Example of Using Inline Constraints

Consider this example where we create a class with an existing constraint, and apply an in-line constraint using the with construct at the time of randomization.

class Item;
  rand bit [7:0] id;
  
  constraint c_id { id < 25; }
  
endclass

module tb;
  initial begin
    Item itm = new ();
    itm.randomize() with { id == 10; };  // Applying an in-line constraint
    $display ("Item Id = %0d", itm.id);
  end
endmodule

In this code:

• We define a class Item with a variable id and a constraint (c_id) that ensures the id is less than 25.
• We then use the randomize() method with an in-line constraint to set the id to 10. This is done using the with keyword.

Simulation Output:

run -all;
# KERNEL: Item Id = 10
# KERNEL: Simulation has finished. There are no more test vectors to simulate.
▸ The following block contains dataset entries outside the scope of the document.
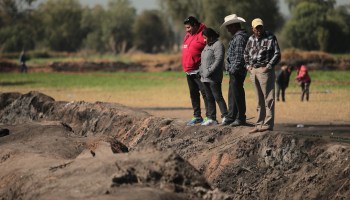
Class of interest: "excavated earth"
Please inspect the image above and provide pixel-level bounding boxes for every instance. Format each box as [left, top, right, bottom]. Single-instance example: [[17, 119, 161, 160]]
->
[[0, 92, 350, 200]]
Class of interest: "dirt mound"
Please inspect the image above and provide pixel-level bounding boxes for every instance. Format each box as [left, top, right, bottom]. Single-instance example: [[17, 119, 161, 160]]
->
[[0, 92, 350, 199]]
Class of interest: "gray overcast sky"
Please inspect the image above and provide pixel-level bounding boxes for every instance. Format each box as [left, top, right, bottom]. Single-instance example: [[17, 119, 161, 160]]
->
[[34, 0, 349, 15]]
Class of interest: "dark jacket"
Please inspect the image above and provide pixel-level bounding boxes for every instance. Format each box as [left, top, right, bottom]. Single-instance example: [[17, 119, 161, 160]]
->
[[199, 40, 225, 83]]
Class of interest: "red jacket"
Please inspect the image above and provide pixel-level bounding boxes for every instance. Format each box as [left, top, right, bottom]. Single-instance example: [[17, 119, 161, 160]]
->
[[182, 23, 205, 72], [296, 65, 311, 83]]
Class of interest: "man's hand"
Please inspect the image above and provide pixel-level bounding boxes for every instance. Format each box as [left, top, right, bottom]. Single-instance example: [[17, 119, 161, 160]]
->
[[247, 65, 253, 73], [262, 66, 270, 73]]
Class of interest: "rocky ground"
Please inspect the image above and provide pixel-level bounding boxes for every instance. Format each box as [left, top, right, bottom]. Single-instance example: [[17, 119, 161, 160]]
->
[[0, 92, 350, 200]]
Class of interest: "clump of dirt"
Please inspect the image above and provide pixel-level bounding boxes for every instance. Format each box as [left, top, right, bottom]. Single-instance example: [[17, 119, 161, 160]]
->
[[0, 92, 350, 199]]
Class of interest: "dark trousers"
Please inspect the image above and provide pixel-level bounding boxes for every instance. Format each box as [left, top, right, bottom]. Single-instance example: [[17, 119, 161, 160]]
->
[[300, 82, 311, 101], [187, 74, 208, 117], [226, 74, 246, 122], [203, 82, 227, 120], [276, 83, 287, 101]]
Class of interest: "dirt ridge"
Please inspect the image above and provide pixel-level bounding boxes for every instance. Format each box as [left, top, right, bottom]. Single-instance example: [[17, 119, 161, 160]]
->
[[0, 92, 350, 199]]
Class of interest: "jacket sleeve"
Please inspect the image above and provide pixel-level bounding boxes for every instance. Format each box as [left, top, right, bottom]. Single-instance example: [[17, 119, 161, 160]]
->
[[207, 42, 225, 77], [226, 36, 246, 74], [267, 36, 281, 69]]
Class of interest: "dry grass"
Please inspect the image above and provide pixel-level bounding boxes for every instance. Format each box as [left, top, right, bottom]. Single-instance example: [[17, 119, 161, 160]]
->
[[2, 77, 350, 124]]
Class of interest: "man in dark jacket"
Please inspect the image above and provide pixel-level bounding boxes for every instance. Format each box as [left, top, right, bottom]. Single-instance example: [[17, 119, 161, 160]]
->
[[221, 14, 249, 126], [244, 18, 281, 133]]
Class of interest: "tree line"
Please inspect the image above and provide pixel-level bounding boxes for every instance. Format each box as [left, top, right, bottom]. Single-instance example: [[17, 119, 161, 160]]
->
[[0, 0, 350, 54]]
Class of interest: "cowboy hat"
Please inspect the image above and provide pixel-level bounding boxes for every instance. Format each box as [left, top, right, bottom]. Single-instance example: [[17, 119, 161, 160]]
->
[[252, 18, 264, 28], [221, 14, 245, 27]]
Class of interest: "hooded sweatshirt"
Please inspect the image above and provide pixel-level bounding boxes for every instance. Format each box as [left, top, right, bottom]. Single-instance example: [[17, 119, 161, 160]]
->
[[182, 23, 205, 72]]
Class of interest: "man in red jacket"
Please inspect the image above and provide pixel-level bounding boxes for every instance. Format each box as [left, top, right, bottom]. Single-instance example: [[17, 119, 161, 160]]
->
[[182, 16, 208, 126]]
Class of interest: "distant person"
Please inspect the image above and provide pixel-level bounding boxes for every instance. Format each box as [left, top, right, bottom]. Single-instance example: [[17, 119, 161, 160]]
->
[[244, 18, 281, 133], [19, 51, 28, 73], [182, 16, 208, 126], [296, 65, 311, 101], [276, 64, 292, 102], [221, 14, 249, 126], [199, 28, 227, 126]]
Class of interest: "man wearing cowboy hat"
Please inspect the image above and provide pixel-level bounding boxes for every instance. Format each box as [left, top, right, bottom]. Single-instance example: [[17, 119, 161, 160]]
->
[[244, 18, 281, 133], [221, 14, 249, 126]]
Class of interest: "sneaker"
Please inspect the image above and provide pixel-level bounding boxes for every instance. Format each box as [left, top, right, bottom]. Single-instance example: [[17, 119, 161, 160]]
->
[[201, 118, 218, 126], [221, 117, 233, 126], [221, 117, 228, 125], [187, 117, 203, 126], [230, 119, 246, 127]]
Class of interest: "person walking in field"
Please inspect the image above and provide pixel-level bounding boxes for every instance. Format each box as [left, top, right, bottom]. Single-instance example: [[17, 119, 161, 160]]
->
[[19, 51, 28, 73], [182, 16, 208, 126], [296, 65, 311, 101], [199, 28, 227, 126], [276, 64, 292, 102], [221, 14, 249, 126], [244, 18, 281, 133]]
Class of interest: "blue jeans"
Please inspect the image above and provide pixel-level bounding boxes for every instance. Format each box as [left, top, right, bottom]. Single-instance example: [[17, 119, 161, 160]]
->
[[187, 74, 208, 118], [203, 82, 227, 120]]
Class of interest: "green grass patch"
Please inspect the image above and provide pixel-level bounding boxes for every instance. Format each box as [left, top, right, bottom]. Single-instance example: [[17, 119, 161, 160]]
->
[[0, 71, 350, 91]]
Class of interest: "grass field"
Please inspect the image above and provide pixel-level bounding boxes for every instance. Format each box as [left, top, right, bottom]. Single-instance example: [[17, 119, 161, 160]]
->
[[0, 71, 350, 123]]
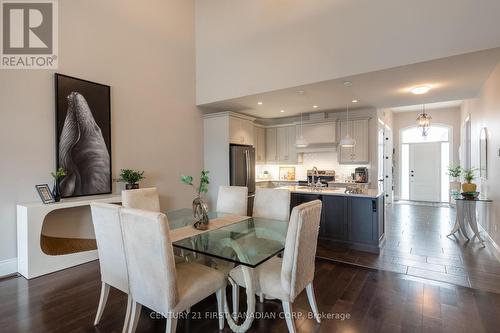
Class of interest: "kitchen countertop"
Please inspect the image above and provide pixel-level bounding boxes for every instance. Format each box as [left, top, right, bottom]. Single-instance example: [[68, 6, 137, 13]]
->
[[255, 178, 299, 183], [278, 186, 383, 198]]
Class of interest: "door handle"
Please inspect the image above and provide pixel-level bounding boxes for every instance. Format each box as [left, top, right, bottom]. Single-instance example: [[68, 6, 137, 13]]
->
[[245, 150, 250, 187]]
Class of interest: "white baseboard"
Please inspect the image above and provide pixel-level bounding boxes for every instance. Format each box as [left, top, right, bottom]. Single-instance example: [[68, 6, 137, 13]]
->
[[0, 258, 17, 277]]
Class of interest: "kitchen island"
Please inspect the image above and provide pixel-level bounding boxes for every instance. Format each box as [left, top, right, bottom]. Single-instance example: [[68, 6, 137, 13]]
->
[[280, 186, 385, 253]]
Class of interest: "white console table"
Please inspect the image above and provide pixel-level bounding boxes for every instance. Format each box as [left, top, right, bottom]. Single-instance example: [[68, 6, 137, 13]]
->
[[17, 195, 121, 279]]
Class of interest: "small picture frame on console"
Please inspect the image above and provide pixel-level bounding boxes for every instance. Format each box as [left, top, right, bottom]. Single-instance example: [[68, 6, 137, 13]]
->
[[35, 184, 55, 204]]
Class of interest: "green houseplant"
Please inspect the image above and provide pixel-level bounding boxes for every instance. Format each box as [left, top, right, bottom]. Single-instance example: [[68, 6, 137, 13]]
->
[[181, 170, 210, 230], [448, 165, 463, 200], [462, 168, 477, 193], [448, 165, 463, 182], [119, 169, 145, 190], [50, 168, 66, 202]]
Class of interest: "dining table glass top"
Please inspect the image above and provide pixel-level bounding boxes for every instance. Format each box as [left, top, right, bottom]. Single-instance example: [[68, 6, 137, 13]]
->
[[166, 209, 288, 267]]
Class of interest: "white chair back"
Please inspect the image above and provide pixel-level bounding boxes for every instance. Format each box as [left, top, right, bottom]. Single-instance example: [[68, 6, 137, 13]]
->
[[90, 203, 129, 294], [122, 187, 160, 212], [253, 188, 290, 221], [120, 208, 178, 313], [217, 186, 248, 216], [281, 200, 322, 302]]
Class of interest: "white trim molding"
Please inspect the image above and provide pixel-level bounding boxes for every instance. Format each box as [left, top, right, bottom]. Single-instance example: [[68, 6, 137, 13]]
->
[[0, 258, 17, 277]]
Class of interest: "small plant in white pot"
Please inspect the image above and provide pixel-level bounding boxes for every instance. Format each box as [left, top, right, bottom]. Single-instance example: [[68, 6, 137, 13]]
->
[[448, 165, 463, 191], [462, 168, 477, 193], [119, 169, 144, 190]]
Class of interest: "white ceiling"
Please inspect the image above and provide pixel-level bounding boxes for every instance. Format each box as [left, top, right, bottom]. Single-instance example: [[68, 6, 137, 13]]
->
[[391, 100, 463, 113], [200, 48, 500, 118]]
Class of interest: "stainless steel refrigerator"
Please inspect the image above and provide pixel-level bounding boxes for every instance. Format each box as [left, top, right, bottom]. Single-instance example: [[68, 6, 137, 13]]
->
[[229, 144, 255, 216]]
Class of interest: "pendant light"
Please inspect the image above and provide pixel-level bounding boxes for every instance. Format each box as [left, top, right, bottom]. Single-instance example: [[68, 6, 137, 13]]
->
[[339, 103, 356, 148], [295, 112, 308, 148], [417, 104, 432, 137]]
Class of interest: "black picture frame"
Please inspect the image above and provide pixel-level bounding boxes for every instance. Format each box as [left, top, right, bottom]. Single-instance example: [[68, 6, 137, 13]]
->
[[35, 184, 56, 204], [54, 73, 113, 198]]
As expected, the id is randomized successfully to 10, as specified in the in-line constraint.

Handling Conflicting Constraints

Now, let’s see what happens if the in-line constraint conflicts with the existing constraint. Suppose the class has a fixed constraint on id == 25, and the in-line constraint attempts to set id < 10.

class Item;
  rand bit [7:0] id;

  constraint c_id { id == 25; }
  
endclass

module tb;
  initial begin
    Item itm = new ();
    if (! itm.randomize() with { id < 10; })
      $display ("Randomization failed");
    $display ("Item Id = %0d", itm.id);
  end
endmodule

In this case:

• The in-line constraint tries to set id < 10, but the original constraint has set id == 25.
• These two constraints are in direct conflict, which causes the randomization to fail.

Simulation Output:

ncsim> run
    if (! itm.randomize() with { id < 10; })
                      |
ncsim: *W,SVRNDF: The randomize method call failed.
Observed simulation time : 0 FS + 0
ncsim: *W,RNDOCS: These constraints contribute to the set of conflicting constraints:
  constraint c_id { id == 25; };
    if (! itm.randomize() with { id < 10; })
ncsim: *W,RNDOCS: These variables contribute to the set of conflicting constraints:
rand variables:
  id [./testbench.sv, 2]
Randomization failed
Item Id = 0
ncsim: *W,RNQUIE: Simulation is complete.
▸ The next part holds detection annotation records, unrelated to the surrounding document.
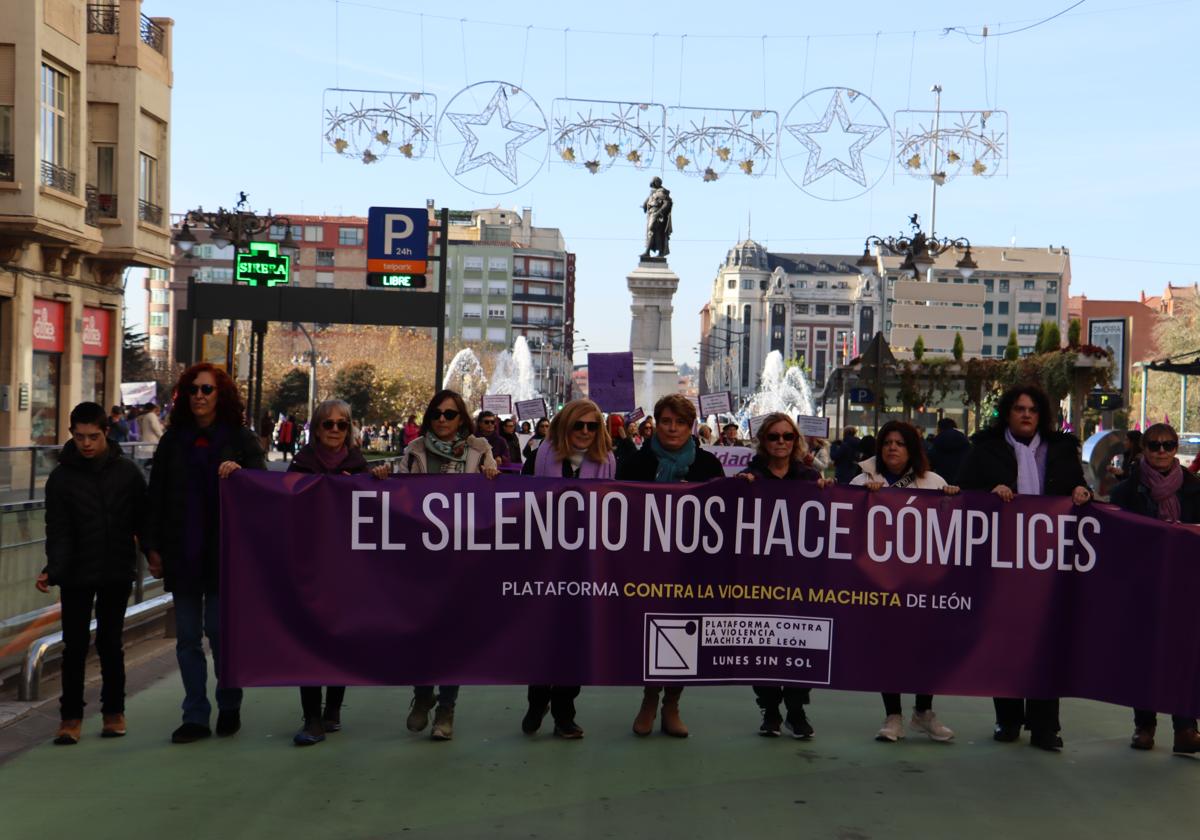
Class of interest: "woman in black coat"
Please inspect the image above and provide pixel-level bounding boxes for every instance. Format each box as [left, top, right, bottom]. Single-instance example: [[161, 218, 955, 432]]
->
[[288, 400, 388, 746], [142, 362, 266, 744], [1111, 422, 1200, 754], [955, 385, 1092, 751], [617, 394, 725, 738]]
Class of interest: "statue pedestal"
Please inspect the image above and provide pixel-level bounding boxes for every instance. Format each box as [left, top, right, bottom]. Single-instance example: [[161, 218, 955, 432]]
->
[[625, 258, 679, 414]]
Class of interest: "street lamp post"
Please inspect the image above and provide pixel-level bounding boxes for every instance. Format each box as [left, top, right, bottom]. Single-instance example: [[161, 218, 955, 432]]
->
[[172, 192, 300, 428]]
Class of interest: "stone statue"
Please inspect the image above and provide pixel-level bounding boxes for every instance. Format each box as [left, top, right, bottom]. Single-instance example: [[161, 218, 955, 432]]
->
[[642, 178, 674, 259]]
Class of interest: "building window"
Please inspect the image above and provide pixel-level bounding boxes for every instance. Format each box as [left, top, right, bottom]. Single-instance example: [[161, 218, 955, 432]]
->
[[42, 64, 74, 186]]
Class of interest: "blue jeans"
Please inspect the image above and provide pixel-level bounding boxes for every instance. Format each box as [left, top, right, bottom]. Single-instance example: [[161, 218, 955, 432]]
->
[[173, 592, 241, 726]]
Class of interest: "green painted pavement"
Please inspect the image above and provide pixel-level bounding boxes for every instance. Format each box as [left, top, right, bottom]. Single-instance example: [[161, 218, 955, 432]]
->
[[0, 677, 1200, 840]]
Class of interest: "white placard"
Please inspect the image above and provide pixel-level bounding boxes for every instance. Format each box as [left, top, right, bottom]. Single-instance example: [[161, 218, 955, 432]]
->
[[517, 398, 550, 420], [700, 391, 733, 418], [484, 394, 512, 414], [796, 414, 829, 438]]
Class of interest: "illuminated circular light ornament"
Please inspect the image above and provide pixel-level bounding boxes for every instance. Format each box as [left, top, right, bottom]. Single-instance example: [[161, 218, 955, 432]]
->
[[779, 88, 892, 202], [438, 82, 550, 196]]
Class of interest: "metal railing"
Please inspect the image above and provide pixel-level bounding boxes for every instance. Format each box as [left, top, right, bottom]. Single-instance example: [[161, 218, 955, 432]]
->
[[138, 198, 162, 224], [42, 161, 76, 196], [88, 1, 121, 35], [140, 14, 167, 54]]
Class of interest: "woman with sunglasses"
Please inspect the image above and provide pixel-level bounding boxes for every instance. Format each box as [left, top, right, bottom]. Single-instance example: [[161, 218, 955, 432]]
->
[[1110, 422, 1200, 754], [521, 400, 617, 740], [734, 412, 833, 740], [617, 394, 725, 738], [958, 385, 1092, 752], [142, 362, 266, 744], [396, 389, 499, 740], [288, 400, 388, 746], [850, 420, 959, 743]]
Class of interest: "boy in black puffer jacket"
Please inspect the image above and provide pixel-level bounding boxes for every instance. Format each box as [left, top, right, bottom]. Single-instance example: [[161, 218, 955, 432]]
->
[[36, 402, 146, 744]]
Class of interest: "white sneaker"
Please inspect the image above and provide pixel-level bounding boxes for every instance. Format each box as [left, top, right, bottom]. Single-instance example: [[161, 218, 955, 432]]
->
[[875, 714, 904, 742], [907, 709, 954, 740]]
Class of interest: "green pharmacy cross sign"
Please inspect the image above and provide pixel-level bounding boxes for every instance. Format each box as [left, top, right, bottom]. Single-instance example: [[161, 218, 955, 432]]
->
[[233, 242, 292, 288]]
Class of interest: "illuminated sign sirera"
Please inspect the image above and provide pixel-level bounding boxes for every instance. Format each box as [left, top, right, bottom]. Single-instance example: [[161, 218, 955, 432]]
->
[[233, 242, 292, 287]]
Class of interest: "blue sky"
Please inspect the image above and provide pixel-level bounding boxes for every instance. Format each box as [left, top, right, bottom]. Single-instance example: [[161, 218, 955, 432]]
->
[[132, 0, 1200, 362]]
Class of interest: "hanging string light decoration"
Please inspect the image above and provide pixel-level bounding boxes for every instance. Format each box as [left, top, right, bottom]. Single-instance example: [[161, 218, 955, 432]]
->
[[665, 107, 779, 181], [551, 98, 666, 175], [320, 88, 438, 163], [893, 110, 1008, 181]]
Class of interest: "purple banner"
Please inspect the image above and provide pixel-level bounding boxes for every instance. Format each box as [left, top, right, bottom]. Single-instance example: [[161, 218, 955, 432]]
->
[[221, 470, 1200, 714]]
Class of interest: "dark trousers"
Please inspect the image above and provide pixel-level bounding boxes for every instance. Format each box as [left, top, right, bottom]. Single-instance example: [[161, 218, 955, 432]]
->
[[529, 685, 580, 724], [882, 691, 934, 714], [1133, 709, 1196, 732], [754, 685, 810, 712], [992, 697, 1062, 734], [413, 685, 458, 709], [300, 685, 346, 720], [59, 581, 133, 720]]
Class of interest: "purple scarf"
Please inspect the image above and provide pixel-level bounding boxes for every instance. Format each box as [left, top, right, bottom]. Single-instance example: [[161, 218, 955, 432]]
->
[[533, 443, 617, 479], [1141, 461, 1183, 522]]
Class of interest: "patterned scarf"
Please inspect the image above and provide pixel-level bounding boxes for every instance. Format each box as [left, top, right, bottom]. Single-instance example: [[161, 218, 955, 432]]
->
[[1141, 460, 1183, 522], [650, 436, 696, 484]]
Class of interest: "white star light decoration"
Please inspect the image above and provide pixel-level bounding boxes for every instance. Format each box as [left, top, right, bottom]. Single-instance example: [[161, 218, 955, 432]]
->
[[782, 88, 890, 200], [438, 82, 546, 192]]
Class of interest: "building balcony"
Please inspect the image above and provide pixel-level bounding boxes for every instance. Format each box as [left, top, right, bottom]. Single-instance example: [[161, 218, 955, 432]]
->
[[42, 161, 76, 196]]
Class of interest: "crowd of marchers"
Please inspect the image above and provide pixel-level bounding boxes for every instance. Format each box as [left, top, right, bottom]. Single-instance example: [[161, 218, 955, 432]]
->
[[37, 364, 1200, 754]]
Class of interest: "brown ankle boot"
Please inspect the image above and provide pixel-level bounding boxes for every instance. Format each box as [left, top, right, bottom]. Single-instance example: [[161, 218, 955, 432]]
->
[[662, 688, 688, 738], [634, 685, 659, 738], [54, 718, 83, 745], [100, 712, 126, 738]]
Since the constraints are incompatible, randomization fails, and id remains unchanged.

Handling Conflicting Fixed Constraints

Now, let’s look at a situation where both the original constraint and the in-line constraint fix the variable to different values. Here, both constraints attempt to assign id a fixed value, causing another failure.

class Item;
  rand bit [7:0] id;

  constraint c_id { id == 25; }
  
endclass

module tb;
  initial begin
    Item itm = new ();
    if (! itm.randomize() with { id == 10; })
      $display ("Randomization failed");
    $display ("Item Id = %0d", itm.id);
  end
endmodule

In this case:

• The in-line constraint tries to set id == 10, but the original constraint has set id == 25.
• Again, these constraints conflict, and randomization fails.

Simulation Output:

ncsim> run
    if (! itm.randomize() with { id == 10; })
                      |
ncsim: *W,SVRNDF: The randomize method call failed.
Observed simulation time : 0 FS + 0
ncsim: *W,RNDOCS: These constraints contribute to the set of conflicting constraints:
  constraint c_id { id == 25; };
    if (! itm.randomize() with { id == 10; })
ncsim: *W,RNDOCS: These variables contribute to the set of conflicting constraints:
rand variables:
  id [./testbench.sv, 2]
Randomization failed
Item Id = 0
ncsim: *W,RNQUIE: Simulation is complete.
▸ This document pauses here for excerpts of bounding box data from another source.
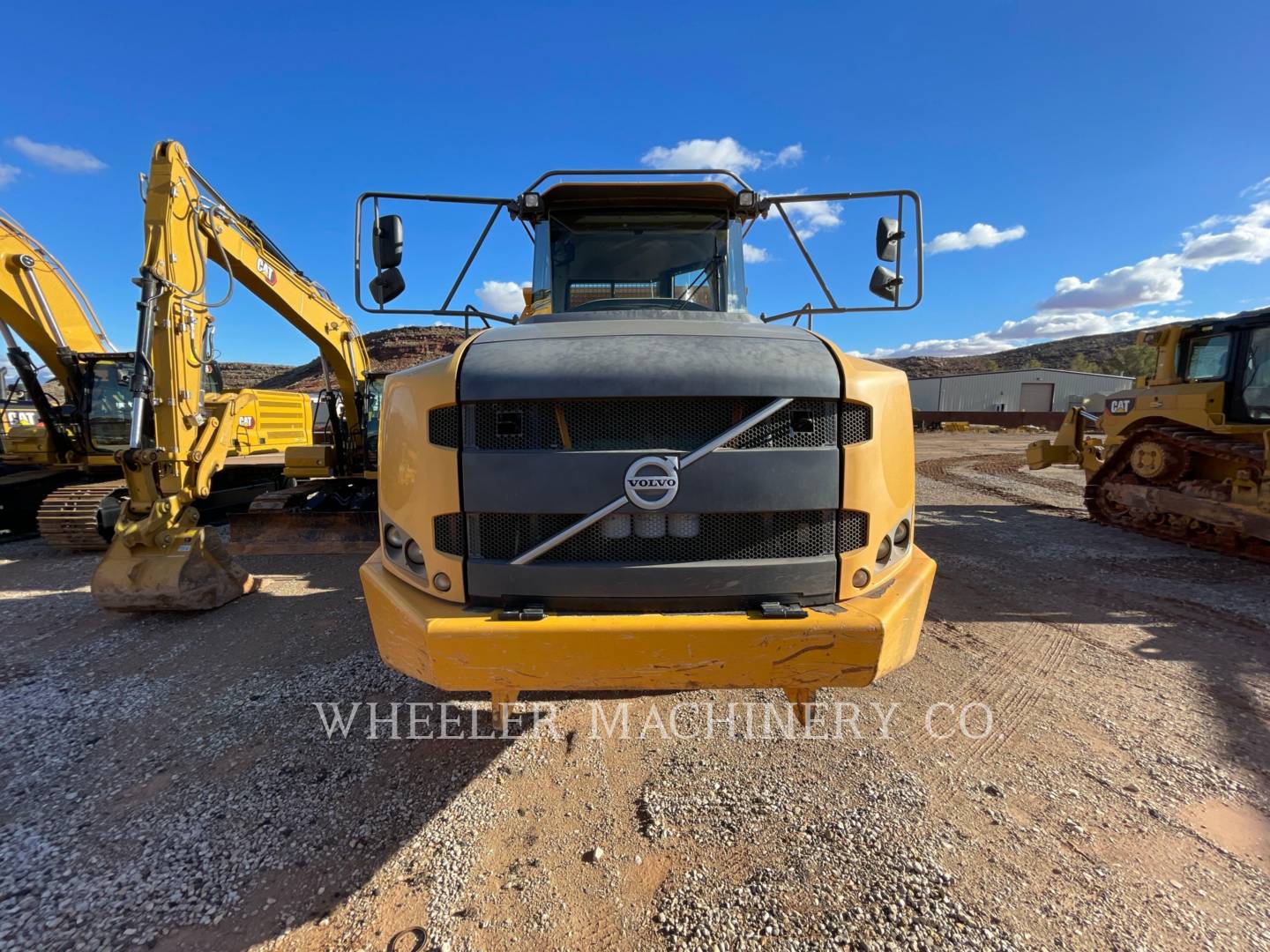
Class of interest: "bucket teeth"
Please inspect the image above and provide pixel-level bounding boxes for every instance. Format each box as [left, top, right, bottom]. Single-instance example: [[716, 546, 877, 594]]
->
[[93, 527, 258, 612]]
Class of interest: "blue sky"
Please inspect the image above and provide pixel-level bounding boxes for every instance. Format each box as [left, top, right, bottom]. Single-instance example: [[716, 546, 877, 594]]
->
[[0, 3, 1270, 363]]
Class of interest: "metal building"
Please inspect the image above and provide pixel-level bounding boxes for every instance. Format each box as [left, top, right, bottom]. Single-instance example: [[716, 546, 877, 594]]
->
[[908, 368, 1132, 413]]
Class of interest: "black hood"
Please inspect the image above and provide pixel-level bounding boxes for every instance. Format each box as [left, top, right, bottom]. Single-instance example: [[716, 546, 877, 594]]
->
[[459, 312, 842, 401]]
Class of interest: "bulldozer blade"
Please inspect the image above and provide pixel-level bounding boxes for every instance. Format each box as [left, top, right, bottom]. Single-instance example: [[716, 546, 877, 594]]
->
[[228, 509, 380, 554], [93, 527, 259, 612]]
Once again, the randomization fails due to conflicting constraints.

Key Takeaways

• Inline constraints are a flexible way to apply additional constraints during randomization without changing the class’s original constraints.
• If conflicting constraints are provided (either within the class or through inline constraints), randomization will fail.
• In-line constraints are not overridden but are considered along with the class’s original constraints during the randomization process.

Summary

Using SystemVerilog inline constraints can be extremely helpful when you need to apply different constraints temporarily. However, always ensure that the constraints you provide do not conflict with each other. The in-line constraints are considered along with the class constraints, making them a powerful feature for flexible testing and simulation scenarios.